Friday, April 6, 2012

Keji and holidays in Canada



After our data session and lunch we headed off to Keji again to do the seaside trail and hopefully see some porcupines. Dr. Newman was confident we would see some, but as you can see, I did not get either pictures or even a glimpse of one. We did see some seals out on the rocks. The beach at Keji looks almost tropical from a distance, but it was cold and windy! I took some pictures of the seals but it was so cold and my hands were shaking so much holding the camera, they look fuzzy.
On our way back, Dr. Newman had promised the group he'd stop at the dollar store for them--but the mall and everything else was completely closed. In Canada they take their holidays seriously and stores don't stay open. I actually think that is a great idea so that retail employees can spend time with their families on holidays. What do you think?

camera traps



These are some pictures from the camera traps.

5th graders: I've got your answer!

When we were skyping Wednesday, you asked me a great question that I could not answer but I promised to asked the scientists. You asked if the climate change was affecting plant life. Chris tell me that yes, it does affect plant life. As the climate warms, the deciduous tress (hardwood trees like oak , maples,etc) would be advantage over the conifers (pines, balsam, furs). However, people are intervening to keep planting the conifers. do you know why? It has to do with economics. Those quick growing conifers are sold for lumber, pulp, etc., and generate dollars faster than the hardwoods.

Data!

Today we are spending the morning looking at data! Scientists use mathematics to interpret data--in fact I've heard math referred to as the language of science! I am always surprised at how useful math can be to tell us about our daily lives. When you think about it you're using math and estimating almost constantly as you estimate how much time it will take to get from the computer lab to your locker and then to class in the morning (without being tardy!). Math also helps (a lot!) when you are trying to buy something at the best price. But if you're going to be a scientist, math is a must and not just adding and subtracting, but algebra, too! I don't think anyone would ever say algebra is useless if they could see how if helps create formulas to understand animal distribution and make predictions. Today we'll find out how to figure out abundance and distribution over time of the animal population.

Thursday, April 5, 2012

Survival Skills



I certainly hope none of us ever get lost, stranded or have to try to survive on our own. Minnesotans are usually pretty savvy about being prepared with adequate clothing and never setting out without letting someone know your destination and ETA (estimated time of arrival). However, I thought you might want to see some of the survival skills Chris showed us--here he is setting a trap to catch a small animal--this time for dinner not research.
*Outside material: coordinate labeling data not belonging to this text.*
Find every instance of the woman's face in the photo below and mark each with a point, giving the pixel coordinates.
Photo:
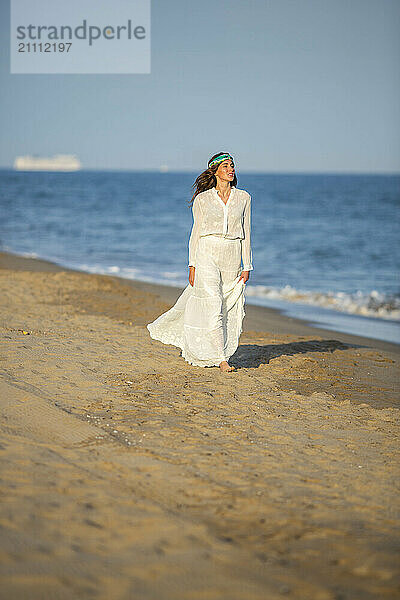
(226, 170)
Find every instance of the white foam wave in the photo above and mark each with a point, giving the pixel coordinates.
(372, 304)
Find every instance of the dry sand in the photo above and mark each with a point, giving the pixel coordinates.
(129, 474)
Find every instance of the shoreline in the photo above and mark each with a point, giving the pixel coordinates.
(258, 318)
(128, 473)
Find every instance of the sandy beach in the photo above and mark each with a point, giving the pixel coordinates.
(129, 474)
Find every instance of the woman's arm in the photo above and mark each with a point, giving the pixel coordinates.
(247, 255)
(195, 233)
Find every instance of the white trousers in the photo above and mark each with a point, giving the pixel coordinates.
(206, 320)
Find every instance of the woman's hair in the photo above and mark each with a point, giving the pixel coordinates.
(207, 180)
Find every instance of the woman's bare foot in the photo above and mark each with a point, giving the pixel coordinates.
(224, 366)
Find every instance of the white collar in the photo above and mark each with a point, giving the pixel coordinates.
(214, 190)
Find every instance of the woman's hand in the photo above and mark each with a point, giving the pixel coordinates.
(245, 276)
(191, 275)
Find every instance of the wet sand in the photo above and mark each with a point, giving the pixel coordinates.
(127, 473)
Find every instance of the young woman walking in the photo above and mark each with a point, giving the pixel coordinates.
(206, 320)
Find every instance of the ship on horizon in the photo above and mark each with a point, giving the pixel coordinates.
(58, 162)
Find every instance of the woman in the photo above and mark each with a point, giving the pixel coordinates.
(206, 320)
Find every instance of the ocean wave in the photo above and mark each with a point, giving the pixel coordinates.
(371, 304)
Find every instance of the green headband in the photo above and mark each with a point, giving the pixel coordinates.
(220, 159)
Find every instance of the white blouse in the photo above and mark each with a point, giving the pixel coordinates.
(231, 220)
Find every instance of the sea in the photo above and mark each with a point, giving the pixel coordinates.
(325, 246)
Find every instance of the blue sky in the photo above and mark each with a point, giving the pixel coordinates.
(284, 85)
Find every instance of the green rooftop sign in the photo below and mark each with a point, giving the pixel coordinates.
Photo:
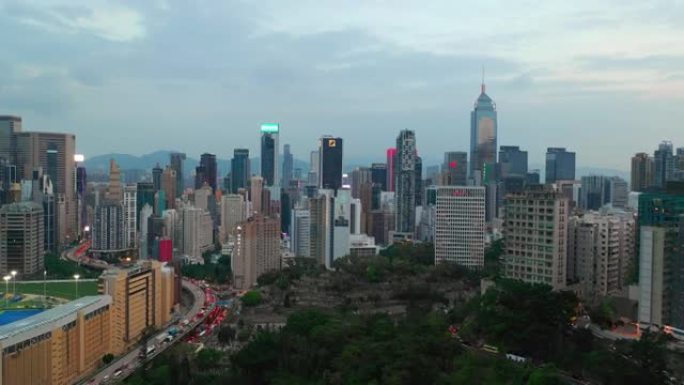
(270, 128)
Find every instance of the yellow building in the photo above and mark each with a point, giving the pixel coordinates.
(58, 346)
(142, 298)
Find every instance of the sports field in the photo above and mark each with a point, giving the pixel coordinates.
(66, 290)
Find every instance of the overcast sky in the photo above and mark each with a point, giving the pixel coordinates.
(605, 80)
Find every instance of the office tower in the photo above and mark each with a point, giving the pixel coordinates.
(560, 164)
(330, 163)
(512, 161)
(10, 126)
(594, 192)
(661, 222)
(483, 134)
(239, 170)
(379, 175)
(536, 217)
(176, 162)
(642, 172)
(455, 168)
(405, 182)
(109, 228)
(58, 346)
(618, 192)
(663, 160)
(197, 232)
(54, 153)
(459, 231)
(257, 250)
(391, 154)
(156, 177)
(600, 252)
(142, 298)
(288, 164)
(21, 238)
(169, 186)
(130, 201)
(653, 286)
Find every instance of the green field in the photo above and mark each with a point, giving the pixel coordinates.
(66, 290)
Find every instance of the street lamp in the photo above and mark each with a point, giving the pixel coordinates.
(14, 284)
(6, 278)
(76, 277)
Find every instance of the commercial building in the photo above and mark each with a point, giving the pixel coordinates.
(330, 153)
(642, 172)
(601, 250)
(257, 250)
(58, 346)
(560, 164)
(535, 236)
(459, 231)
(21, 238)
(405, 182)
(483, 135)
(142, 298)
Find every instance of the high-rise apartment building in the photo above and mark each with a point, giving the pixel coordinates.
(232, 213)
(176, 163)
(601, 249)
(270, 153)
(512, 161)
(459, 226)
(663, 164)
(455, 169)
(142, 297)
(240, 170)
(257, 250)
(405, 182)
(21, 238)
(58, 346)
(535, 236)
(560, 164)
(288, 166)
(483, 135)
(642, 172)
(330, 153)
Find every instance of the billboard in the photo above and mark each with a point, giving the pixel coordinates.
(270, 128)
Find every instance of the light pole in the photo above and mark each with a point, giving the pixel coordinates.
(76, 277)
(14, 283)
(6, 278)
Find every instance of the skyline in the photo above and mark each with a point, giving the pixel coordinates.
(99, 68)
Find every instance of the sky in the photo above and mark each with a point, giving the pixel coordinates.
(603, 78)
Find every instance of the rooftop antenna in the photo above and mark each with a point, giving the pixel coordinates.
(483, 87)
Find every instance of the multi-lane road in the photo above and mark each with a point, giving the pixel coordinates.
(125, 365)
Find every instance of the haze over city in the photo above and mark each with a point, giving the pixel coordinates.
(126, 77)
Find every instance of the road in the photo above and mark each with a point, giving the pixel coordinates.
(131, 360)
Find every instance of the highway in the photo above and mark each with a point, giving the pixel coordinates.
(128, 363)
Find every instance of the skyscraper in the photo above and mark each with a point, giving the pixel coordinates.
(21, 238)
(512, 161)
(642, 172)
(405, 182)
(455, 168)
(177, 159)
(483, 134)
(538, 216)
(206, 172)
(560, 164)
(288, 164)
(663, 159)
(330, 153)
(270, 153)
(459, 232)
(239, 170)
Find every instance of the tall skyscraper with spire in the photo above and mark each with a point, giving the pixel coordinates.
(483, 135)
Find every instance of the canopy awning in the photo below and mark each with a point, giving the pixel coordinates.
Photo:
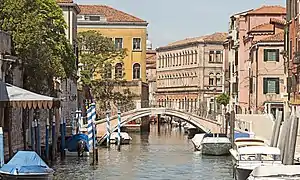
(17, 97)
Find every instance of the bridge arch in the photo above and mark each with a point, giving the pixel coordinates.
(202, 124)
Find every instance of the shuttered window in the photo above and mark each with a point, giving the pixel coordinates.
(271, 85)
(271, 55)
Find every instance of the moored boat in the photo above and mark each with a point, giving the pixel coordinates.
(285, 172)
(125, 138)
(26, 165)
(196, 140)
(247, 158)
(215, 144)
(77, 145)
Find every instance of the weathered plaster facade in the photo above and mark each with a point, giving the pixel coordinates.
(189, 72)
(239, 49)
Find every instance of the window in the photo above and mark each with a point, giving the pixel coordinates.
(118, 70)
(136, 44)
(271, 85)
(218, 79)
(196, 57)
(118, 43)
(211, 56)
(136, 71)
(94, 18)
(219, 56)
(108, 68)
(271, 55)
(211, 79)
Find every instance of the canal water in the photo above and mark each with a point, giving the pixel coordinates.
(160, 155)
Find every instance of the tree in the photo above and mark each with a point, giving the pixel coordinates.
(223, 99)
(98, 56)
(37, 28)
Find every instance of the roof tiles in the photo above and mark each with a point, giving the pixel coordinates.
(279, 37)
(111, 14)
(268, 10)
(263, 27)
(64, 1)
(216, 37)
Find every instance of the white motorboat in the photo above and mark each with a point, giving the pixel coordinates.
(125, 138)
(247, 158)
(285, 172)
(215, 144)
(197, 140)
(212, 144)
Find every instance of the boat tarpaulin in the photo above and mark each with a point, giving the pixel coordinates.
(26, 162)
(72, 142)
(241, 135)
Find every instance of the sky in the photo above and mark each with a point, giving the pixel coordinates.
(172, 20)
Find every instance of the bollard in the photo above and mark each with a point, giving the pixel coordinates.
(1, 147)
(73, 125)
(62, 135)
(107, 129)
(277, 129)
(53, 140)
(38, 138)
(35, 137)
(47, 140)
(119, 128)
(32, 135)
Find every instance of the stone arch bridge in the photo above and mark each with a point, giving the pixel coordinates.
(203, 124)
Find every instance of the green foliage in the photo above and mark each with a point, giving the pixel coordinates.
(37, 28)
(98, 56)
(223, 99)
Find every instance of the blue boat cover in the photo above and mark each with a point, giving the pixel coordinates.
(241, 135)
(26, 162)
(72, 142)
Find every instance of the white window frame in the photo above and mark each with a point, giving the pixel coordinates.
(140, 44)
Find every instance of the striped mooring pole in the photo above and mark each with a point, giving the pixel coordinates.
(47, 140)
(107, 129)
(1, 147)
(119, 128)
(90, 128)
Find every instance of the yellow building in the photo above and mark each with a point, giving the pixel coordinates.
(126, 31)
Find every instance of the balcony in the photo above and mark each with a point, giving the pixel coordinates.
(297, 58)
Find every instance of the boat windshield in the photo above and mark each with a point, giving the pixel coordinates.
(260, 157)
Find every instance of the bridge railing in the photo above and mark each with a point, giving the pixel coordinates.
(199, 109)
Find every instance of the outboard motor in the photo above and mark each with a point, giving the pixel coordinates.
(81, 147)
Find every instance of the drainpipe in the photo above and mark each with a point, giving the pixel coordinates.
(256, 79)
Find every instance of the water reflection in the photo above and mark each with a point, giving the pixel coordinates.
(164, 153)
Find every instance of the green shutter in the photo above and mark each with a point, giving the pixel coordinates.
(265, 54)
(265, 86)
(277, 55)
(277, 86)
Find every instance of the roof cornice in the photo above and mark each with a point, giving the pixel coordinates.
(74, 5)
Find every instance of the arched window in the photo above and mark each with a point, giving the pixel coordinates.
(136, 71)
(118, 70)
(180, 59)
(196, 57)
(211, 79)
(218, 79)
(108, 69)
(192, 57)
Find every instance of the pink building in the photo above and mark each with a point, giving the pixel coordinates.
(267, 75)
(252, 26)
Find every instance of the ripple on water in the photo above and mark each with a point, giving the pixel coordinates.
(167, 155)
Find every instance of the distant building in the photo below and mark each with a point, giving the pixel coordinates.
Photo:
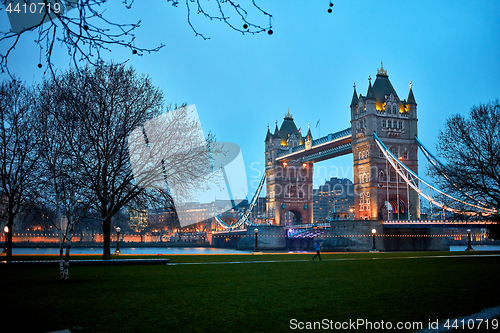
(334, 201)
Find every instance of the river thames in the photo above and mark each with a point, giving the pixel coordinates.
(187, 250)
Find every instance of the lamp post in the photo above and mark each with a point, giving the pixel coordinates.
(117, 251)
(469, 247)
(6, 231)
(374, 249)
(256, 237)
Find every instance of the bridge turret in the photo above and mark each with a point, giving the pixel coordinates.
(412, 105)
(288, 182)
(354, 103)
(395, 122)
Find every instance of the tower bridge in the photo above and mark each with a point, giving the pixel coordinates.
(379, 191)
(382, 139)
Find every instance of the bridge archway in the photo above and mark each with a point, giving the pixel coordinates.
(402, 208)
(292, 217)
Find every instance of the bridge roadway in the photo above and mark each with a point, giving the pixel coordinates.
(329, 146)
(315, 229)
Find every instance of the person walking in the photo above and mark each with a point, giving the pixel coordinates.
(317, 248)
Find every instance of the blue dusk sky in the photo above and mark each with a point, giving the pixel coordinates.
(450, 51)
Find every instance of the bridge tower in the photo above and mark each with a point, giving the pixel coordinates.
(288, 184)
(395, 122)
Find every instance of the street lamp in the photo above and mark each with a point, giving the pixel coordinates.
(117, 251)
(469, 248)
(374, 231)
(6, 231)
(256, 237)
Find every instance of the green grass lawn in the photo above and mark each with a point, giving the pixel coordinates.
(249, 297)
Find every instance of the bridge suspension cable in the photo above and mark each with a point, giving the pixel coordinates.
(444, 171)
(244, 217)
(413, 180)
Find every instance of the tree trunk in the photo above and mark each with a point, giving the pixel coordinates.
(61, 258)
(10, 224)
(66, 259)
(106, 230)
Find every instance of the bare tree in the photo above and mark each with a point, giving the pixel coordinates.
(83, 26)
(19, 141)
(61, 177)
(98, 109)
(471, 147)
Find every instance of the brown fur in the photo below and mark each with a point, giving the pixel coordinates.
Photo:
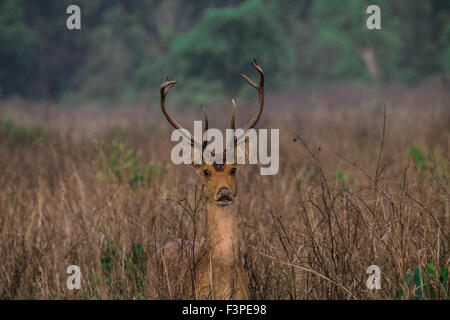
(221, 274)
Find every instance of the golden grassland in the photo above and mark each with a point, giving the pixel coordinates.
(357, 186)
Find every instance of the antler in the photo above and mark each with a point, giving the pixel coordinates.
(260, 89)
(165, 87)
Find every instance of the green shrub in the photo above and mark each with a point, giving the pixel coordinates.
(426, 282)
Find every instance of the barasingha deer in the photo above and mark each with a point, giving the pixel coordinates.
(221, 273)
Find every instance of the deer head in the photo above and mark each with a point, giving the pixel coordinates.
(219, 180)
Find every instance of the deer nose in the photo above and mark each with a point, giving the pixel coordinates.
(224, 192)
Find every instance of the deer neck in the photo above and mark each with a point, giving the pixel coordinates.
(222, 235)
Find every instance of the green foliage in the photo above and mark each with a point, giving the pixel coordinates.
(222, 44)
(125, 48)
(132, 263)
(125, 165)
(426, 282)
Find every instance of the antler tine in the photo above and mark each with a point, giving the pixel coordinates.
(233, 115)
(205, 128)
(260, 88)
(165, 87)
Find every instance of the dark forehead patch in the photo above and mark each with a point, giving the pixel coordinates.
(219, 167)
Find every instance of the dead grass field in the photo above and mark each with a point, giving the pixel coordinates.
(345, 198)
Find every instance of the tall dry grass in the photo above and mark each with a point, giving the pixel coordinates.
(356, 187)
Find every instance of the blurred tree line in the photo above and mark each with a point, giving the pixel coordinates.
(126, 47)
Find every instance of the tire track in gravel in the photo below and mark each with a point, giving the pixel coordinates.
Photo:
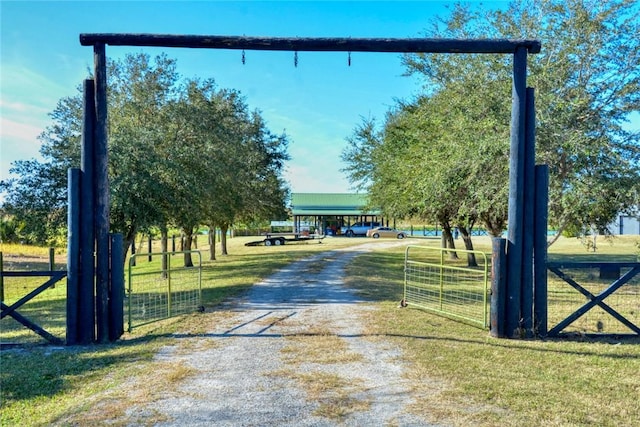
(245, 379)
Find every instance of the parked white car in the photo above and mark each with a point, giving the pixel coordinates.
(359, 228)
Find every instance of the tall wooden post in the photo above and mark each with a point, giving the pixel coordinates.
(498, 287)
(116, 291)
(86, 286)
(540, 249)
(526, 303)
(73, 255)
(516, 193)
(101, 195)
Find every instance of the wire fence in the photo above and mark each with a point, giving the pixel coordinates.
(156, 291)
(446, 286)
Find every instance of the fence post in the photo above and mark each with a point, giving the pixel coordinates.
(73, 332)
(168, 286)
(1, 279)
(116, 292)
(540, 305)
(498, 287)
(86, 285)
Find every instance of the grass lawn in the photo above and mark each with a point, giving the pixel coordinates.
(461, 375)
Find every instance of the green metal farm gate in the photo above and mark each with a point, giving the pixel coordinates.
(156, 292)
(448, 287)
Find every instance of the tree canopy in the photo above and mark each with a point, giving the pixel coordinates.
(182, 152)
(444, 154)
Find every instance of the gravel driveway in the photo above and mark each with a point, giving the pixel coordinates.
(292, 352)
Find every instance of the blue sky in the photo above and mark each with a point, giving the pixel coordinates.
(318, 103)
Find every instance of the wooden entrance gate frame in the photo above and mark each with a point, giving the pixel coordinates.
(514, 305)
(594, 300)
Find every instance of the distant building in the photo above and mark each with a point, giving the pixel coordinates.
(625, 225)
(327, 212)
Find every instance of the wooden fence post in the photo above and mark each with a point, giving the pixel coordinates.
(498, 287)
(73, 255)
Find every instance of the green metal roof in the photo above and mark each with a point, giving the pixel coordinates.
(330, 204)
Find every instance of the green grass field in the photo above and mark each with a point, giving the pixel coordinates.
(461, 375)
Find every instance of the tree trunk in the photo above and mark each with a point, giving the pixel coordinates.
(212, 243)
(188, 237)
(468, 245)
(223, 239)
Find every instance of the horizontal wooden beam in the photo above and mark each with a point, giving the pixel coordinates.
(306, 44)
This evening we went to a pond near Chris and Christina's home and sat on cushions, at the edge of the pond, watching for beaver.

taking in the traps--and one last mouse!


Today we took in the traps--whew! That meant up and down the hills several times, then we spent an hour building habitat piles. Our traps were productive--here I am holding a mouse, and the video shows the process of carefully removing a vole from the trap. After lunch Chris taught us some survival skills. He told us to remember "PLAN": Protection, Location, Acquisition and Navigation. That is what you need to consider if you get lost or stranded (of course if you have a cell phone, and you can get a signal, you'll probably be fine).
video

Wednesday, April 4, 2012

fun skyping with you today--I am very proud of you!

Hello!
It was great to skype with you today and you guys totally rock!! I often hear that Americans don't know anything about geography but you knew where I am, where Nova Scotia is and could even tell me what surrounds Nova Scotia! Awesome!
I was also so impressed with how many of you are concerned about the environment and climate change and your proactive approach. The conservation measures you are taking do make a difference. It is going to be important to share your ideas with the entire school community. I just read Mr. Schollmeier's latest comment and as usual he is right on and ahead of the curve! The frac sand controversy in our area is a great (an unfortunate) example of resource depletion and the cost of trying to secure cheap energy.

What we can expect from climate change

I think it is very natural to wonder what we can expect from climate change. Maybe you are wondering if our southern Minnesota climate will change so much that we can look forward to tropical winters! We won't see that in our lifetime--or even several hundred lifetimes most likely--but what we will see from climate change is more energy in the atmosphere, and that means more extreme weather and weather events like tsunamis, hurricanes, earthquakes, etc. We have broken weather record after weather record in the last decade and seen more occurances of random weather events.

Small mammals and climate change

I really appreciated Mr. Schollmeier's comments form Mar. 29:

Voles! Something so small telling us about what's happening with the whole planet. Why not a reptile, bird, or some marine life? I'm guessing access and ease of observation, on our own "turf" so to speak. Could it be that mammals, who survived the great dinosaur extinction, have gone through multiple evolutionary changes during each of the preceding warmings? Is it possible to identify a warming associated with human evolution? Then could we say that either extinction or evolution are the next phase for human life?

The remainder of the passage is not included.